Editeur : P.O.L, 2008
Rideau de verre de Claire Fercak Vingt cinq ans et déjà la griffe d’une écrivaine majuscule. Ce premier texte de Claire, Rideau de Verre, est une plongée dans l’enfance par bribes mémorielles, petits sauts dans le temps et autres éclats d’événements. En un mot, l’histoire d’une petite fille qui n’a pas assez lu la bibliothèque rose ! Elle y recompose une genèse personnelle, non pas dans l’ordre chronologique habituel mais dans un va-et-vient de temporalités bouleversées, à la manière d’un Claude Lelouch au cinéma. Grâce à un passionnant jeu de piste mis en valeur par ses j’ai 7 ans ,j’ai 12 ans ,j’ai 24 ans ,j’ai 14 ans …, elle permet au lecteur de reconstituer l’identité brisée de son personnage, en revivant les flashs de sa conscience selon la même discontinuité.

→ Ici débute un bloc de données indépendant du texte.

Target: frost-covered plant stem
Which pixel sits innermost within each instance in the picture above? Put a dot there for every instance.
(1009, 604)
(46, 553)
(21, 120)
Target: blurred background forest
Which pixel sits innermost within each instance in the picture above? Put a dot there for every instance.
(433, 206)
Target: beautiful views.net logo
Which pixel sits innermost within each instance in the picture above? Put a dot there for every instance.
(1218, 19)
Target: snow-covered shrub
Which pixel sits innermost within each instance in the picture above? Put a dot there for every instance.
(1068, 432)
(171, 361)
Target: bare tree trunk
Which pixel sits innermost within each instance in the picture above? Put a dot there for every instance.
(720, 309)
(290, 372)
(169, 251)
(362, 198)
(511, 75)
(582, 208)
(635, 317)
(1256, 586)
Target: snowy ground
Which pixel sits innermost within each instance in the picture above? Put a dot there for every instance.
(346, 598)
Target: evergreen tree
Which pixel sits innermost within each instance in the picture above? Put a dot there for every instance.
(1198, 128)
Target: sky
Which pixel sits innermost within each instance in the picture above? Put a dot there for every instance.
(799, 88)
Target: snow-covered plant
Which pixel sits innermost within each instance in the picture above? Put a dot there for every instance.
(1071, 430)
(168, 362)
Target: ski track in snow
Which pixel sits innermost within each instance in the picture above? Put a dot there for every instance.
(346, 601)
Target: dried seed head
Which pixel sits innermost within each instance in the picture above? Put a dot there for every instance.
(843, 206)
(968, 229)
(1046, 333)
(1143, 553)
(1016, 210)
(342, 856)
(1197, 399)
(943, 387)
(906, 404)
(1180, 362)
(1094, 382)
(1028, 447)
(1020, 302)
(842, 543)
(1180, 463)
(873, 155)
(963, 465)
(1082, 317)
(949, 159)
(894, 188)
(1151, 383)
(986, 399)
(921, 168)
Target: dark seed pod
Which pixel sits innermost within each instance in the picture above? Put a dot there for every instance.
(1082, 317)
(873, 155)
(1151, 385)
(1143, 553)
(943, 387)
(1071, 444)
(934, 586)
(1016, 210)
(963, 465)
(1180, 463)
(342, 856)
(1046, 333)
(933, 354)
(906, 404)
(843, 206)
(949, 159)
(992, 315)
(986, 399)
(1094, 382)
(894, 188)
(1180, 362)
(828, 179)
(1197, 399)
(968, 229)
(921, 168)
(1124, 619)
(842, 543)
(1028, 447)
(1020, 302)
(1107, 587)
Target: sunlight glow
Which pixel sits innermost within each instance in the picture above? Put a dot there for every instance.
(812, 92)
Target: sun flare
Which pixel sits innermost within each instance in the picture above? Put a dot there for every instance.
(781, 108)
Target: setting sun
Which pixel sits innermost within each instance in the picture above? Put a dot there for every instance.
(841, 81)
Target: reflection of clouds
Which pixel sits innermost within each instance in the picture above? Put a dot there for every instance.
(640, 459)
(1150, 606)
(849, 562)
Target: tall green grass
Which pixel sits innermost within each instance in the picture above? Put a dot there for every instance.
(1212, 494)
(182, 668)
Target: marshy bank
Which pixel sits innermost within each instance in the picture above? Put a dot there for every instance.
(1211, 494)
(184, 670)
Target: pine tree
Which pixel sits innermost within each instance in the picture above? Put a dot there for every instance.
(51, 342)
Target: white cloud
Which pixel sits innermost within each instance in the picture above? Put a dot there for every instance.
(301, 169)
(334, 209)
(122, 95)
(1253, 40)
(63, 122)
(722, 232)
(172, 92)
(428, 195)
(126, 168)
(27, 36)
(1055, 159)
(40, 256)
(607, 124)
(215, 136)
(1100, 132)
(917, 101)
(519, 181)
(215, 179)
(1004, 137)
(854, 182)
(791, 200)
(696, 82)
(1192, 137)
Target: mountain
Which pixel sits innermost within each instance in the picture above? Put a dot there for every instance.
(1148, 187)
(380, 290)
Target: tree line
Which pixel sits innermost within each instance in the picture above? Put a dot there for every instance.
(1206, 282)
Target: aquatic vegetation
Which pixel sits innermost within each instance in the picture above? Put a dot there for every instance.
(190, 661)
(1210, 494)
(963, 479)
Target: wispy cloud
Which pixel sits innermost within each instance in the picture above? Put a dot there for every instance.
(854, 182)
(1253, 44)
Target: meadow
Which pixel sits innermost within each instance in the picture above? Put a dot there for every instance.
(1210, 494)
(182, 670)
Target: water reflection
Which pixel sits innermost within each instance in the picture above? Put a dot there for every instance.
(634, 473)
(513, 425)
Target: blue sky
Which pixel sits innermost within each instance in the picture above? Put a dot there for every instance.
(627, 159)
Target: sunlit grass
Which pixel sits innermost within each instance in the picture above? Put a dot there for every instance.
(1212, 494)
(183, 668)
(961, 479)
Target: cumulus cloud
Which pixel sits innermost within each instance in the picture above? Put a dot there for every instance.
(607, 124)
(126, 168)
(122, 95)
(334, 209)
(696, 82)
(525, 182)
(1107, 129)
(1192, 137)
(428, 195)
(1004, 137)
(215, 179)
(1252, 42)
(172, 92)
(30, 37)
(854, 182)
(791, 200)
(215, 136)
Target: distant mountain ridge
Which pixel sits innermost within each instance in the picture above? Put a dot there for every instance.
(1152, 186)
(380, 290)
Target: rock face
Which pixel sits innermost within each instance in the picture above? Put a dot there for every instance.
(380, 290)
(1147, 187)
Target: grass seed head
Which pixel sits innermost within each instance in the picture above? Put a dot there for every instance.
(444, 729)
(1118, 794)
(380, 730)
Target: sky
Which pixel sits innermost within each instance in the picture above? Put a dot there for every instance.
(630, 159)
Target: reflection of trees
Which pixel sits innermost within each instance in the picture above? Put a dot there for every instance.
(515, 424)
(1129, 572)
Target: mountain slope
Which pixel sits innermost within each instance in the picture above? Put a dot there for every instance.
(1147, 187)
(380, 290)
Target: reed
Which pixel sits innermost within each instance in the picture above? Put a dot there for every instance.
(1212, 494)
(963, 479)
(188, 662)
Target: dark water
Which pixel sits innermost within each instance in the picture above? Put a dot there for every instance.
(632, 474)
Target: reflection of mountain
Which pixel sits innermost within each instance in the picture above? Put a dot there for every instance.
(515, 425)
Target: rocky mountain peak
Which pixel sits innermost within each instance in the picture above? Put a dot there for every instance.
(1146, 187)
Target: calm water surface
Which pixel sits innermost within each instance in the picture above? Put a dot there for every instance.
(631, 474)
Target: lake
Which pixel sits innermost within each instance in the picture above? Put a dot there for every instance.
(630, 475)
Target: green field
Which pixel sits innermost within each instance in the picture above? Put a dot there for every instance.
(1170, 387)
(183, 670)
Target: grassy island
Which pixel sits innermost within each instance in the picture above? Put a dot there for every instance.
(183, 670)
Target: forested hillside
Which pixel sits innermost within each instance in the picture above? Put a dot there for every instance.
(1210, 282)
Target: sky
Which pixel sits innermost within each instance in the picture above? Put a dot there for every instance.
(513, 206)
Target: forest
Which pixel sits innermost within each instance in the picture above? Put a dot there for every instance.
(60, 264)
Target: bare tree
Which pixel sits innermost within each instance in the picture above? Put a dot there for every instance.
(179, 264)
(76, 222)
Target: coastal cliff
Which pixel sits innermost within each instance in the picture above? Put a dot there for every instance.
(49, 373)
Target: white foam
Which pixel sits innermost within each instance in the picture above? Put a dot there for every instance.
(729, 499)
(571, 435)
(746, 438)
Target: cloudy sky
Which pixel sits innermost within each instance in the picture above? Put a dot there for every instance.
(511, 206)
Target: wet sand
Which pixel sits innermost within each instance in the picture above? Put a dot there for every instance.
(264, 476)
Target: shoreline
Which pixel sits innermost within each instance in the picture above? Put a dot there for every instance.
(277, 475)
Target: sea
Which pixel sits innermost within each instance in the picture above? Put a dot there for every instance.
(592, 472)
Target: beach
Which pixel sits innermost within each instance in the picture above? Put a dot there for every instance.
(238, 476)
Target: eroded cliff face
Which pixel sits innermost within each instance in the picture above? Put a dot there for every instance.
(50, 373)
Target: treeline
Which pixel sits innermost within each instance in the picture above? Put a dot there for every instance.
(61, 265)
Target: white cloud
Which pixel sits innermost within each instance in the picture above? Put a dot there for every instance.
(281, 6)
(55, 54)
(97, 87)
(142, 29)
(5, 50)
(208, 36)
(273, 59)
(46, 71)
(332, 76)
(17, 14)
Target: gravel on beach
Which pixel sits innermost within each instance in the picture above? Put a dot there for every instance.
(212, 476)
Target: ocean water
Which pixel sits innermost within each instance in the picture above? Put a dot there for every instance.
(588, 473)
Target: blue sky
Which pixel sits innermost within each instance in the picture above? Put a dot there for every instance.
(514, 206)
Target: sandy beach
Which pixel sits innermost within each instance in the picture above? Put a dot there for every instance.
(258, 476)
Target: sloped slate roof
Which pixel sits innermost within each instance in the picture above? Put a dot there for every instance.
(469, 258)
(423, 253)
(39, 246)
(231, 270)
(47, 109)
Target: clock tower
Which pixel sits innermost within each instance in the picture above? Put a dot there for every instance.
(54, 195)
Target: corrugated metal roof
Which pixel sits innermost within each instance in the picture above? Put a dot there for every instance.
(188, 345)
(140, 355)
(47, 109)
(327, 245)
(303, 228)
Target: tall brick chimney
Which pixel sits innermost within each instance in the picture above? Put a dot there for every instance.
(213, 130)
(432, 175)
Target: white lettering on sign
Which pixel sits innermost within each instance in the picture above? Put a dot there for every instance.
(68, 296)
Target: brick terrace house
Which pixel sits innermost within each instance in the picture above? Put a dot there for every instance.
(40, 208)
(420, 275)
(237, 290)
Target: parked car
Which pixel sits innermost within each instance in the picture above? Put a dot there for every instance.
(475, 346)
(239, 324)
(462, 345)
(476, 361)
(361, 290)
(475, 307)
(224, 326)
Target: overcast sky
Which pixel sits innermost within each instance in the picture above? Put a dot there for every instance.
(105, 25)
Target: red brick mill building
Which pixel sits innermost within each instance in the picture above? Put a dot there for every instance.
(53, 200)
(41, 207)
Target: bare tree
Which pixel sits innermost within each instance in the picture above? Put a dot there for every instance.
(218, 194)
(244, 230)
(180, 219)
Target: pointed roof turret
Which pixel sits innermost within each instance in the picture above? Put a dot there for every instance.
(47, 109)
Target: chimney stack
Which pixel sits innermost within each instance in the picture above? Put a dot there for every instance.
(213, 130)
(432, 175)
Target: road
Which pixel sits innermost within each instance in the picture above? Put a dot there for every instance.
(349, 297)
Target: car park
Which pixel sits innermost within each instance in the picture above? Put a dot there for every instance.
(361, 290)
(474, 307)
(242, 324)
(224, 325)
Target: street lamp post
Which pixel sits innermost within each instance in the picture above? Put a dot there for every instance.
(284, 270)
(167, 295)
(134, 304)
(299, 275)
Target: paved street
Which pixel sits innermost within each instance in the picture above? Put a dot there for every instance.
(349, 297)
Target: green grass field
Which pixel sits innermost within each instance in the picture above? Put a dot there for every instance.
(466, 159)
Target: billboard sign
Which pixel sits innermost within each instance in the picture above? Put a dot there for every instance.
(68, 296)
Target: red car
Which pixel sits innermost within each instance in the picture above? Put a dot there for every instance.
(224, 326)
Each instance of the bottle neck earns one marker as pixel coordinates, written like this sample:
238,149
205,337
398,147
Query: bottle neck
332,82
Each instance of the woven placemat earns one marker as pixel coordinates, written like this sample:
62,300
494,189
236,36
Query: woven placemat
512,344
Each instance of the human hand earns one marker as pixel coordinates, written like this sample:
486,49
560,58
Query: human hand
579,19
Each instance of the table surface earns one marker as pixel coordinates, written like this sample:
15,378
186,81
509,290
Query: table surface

Gamine fébrile, elle porte le poids d’un mal trop lourd dont on comprendra la teneur au fil du texte. Pour s’en sortir, il y a les rencontres, avec des compagnons de psychose, telles que ses trois sœurs Sylvia, Virginia et Sarah. Certes, elles ne sont pas de chair et d’os, mais des fantômes de lecture, Sylvia Plath, Sarah Kane et Virginia Woolf heureusement qu’elles sont là, car elles ôtent à la jeune fille ses pulsions suicidaires.